Taxable sales in California declined for the 10th consecutive quarter; however, the decline is less steep than during the depths of the recent recession.
Fourth quarter 2009 taxable sales totaled $120.4 billion, $7.5 billion less than the fourth quarter of 2008 (a decline of 5.9 percent). However, the decline was not as steep as the previous quarter, when taxable sales dropped 15 percent on a year-over-year basis.
Overall, 51 counties in California showed a decline in year-to-year taxable sales, while seven counties had increases.
The counties in the San Francisco Bay Area and in the Southern California fared slightly better than the statewide total, as each region declined by 5.6 percent on a year-over-year basis.
Conversely, the decline in Central Valley counties continued to exceed the statewide total.
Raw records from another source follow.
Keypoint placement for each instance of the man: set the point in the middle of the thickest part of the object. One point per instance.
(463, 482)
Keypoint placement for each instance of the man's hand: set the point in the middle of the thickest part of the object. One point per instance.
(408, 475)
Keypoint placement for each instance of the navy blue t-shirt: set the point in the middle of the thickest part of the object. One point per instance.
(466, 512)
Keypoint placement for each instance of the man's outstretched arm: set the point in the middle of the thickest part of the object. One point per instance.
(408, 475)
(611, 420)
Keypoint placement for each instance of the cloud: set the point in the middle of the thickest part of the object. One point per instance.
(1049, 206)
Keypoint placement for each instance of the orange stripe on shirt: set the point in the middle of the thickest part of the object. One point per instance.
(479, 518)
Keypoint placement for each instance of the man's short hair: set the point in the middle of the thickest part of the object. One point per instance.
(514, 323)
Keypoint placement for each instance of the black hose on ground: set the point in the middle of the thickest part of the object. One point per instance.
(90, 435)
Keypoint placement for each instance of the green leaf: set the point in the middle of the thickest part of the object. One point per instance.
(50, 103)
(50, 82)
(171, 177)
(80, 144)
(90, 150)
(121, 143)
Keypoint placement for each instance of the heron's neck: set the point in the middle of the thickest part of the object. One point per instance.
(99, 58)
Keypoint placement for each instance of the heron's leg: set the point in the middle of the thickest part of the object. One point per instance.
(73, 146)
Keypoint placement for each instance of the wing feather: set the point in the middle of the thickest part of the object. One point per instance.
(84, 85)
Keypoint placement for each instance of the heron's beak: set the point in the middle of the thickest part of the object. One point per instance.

For instance, taxable sales in San Joaquin Valley counties declined by 8.2 percent, while those in the Sacramento Area declined by 6.1 percent.
In the nine-county San Francisco Bay Area, taxable sales dropped 5.6 percent from a year ago, slightly better than the 5.9 percent drop for the state as a whole.
Taxable sales declined in the Bay Area’s major cities in the fourth quarter: taxable sales fell by 6.9 percent in the city of San Francisco, taxable sales declined by 4.9 percent in San Jose, and taxable sales declined by 7.4 percent for the fourth quarter 2009 in Oakland.
Taxable sales in most of the counties in the First Equalization District declined in the fourth quarter of 2009 on a year-over-year basis, including the following counties: Solano (-15.0%), Yolo (-13.5%), San Luis Obispo (-10.1%), Del Norte (-9.4%), Lake (-8.8%), Mendocino (-8.0%), San Francisco County (-6.9), Trinity (-6.7%), San Benito (-6.1%), Napa (-5.2%), Sonoma (-5.9%), Alameda (-5.1%), Santa Clara County (-4.9%), Santa Barbara (-4.7%), San Mateo (-4.6%), Santa Cruz (-4.3%), Contra Costa County (-3.5%), Monterey (-3.3%) and Marin (-2.7%).
Conversely, taxable sales in Colusa County increased 18.2 percent and Humboldt County increased 2.1 percent.
In constant dollar terms, taxable sales decreased by 7.5 percent over the same quarter a year ago. The California Taxable Sales Deflator increased by 1.7 percent for the fourth quarter of 2009. In comparison, the California Consumer Price Index (CPI) declined 1.2 percent.
Taxable Sales in California is a quarterly report on retail sales activity in California, as measured by transactions subject to sales and use tax.
It includes data about statewide taxable sales by type of business, as well as data about taxable sales in all California cities and counties from the first quarter of 2000 through the fourth quarter of 2009 and can be viewed on the BOE Web site at www.boe.ca.gov/news/tsalescont.htm.